Tetap saja, Dinda penasaran.
Kaki tidak lagi gemetar karena pohon beringin yang gahar di tepi jalan. Tidak seperti dulu saat pertama ada disini.
Mulut Dinda mencoba memantrai pojok-pojok jalan di persimpangan. Harap-harap cemas semoga ruh penasaran tidak mengikutinya hingga kubur.

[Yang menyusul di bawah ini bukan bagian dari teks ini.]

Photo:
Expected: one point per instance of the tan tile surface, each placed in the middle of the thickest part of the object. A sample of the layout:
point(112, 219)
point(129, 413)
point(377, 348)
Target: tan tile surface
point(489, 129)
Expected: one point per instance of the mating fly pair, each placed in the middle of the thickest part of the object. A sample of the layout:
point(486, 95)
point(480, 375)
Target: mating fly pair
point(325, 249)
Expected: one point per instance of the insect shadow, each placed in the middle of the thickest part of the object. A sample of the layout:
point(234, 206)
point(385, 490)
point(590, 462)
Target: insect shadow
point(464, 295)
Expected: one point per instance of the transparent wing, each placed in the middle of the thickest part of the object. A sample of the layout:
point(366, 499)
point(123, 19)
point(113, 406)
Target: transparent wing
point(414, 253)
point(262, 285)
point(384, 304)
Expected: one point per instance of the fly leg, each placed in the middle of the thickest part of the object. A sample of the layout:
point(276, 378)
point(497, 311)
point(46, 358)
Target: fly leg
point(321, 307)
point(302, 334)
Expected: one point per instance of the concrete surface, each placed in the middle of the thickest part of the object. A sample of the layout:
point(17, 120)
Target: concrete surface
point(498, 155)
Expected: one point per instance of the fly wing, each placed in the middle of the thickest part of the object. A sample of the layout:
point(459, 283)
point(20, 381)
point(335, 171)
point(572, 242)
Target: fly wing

Kapak ditangan Dinda sudah siap sejak dua jam lalu. Tepat sebelum sampai di persimpangan kacau itu. "Saatnya mencium bau surga", "..dan mengintip sedikit isi neraka", seringai Dinda yang rambut hitam kemerahannya lepek basah keringat. Bau anyir.
Ular-ular tahu. Pohon beringin tahu. Angin berhenti sejenak, melihat kapak Dinda menebas lima jiwa pada salah satu persimpangan itu. Angin kembali berhembus lembut, mensyairkan kepedihan, membawa air mata, memekikkan nama Tuhan dan Rasul-Nya, mengeringkan darah yang terlanjur membasahi tanah.
Dinda kembali menyeringai puas, menciumi jiwa yang terkapar nista "Kalian selalu milikku, jangan bilang tidak lagi".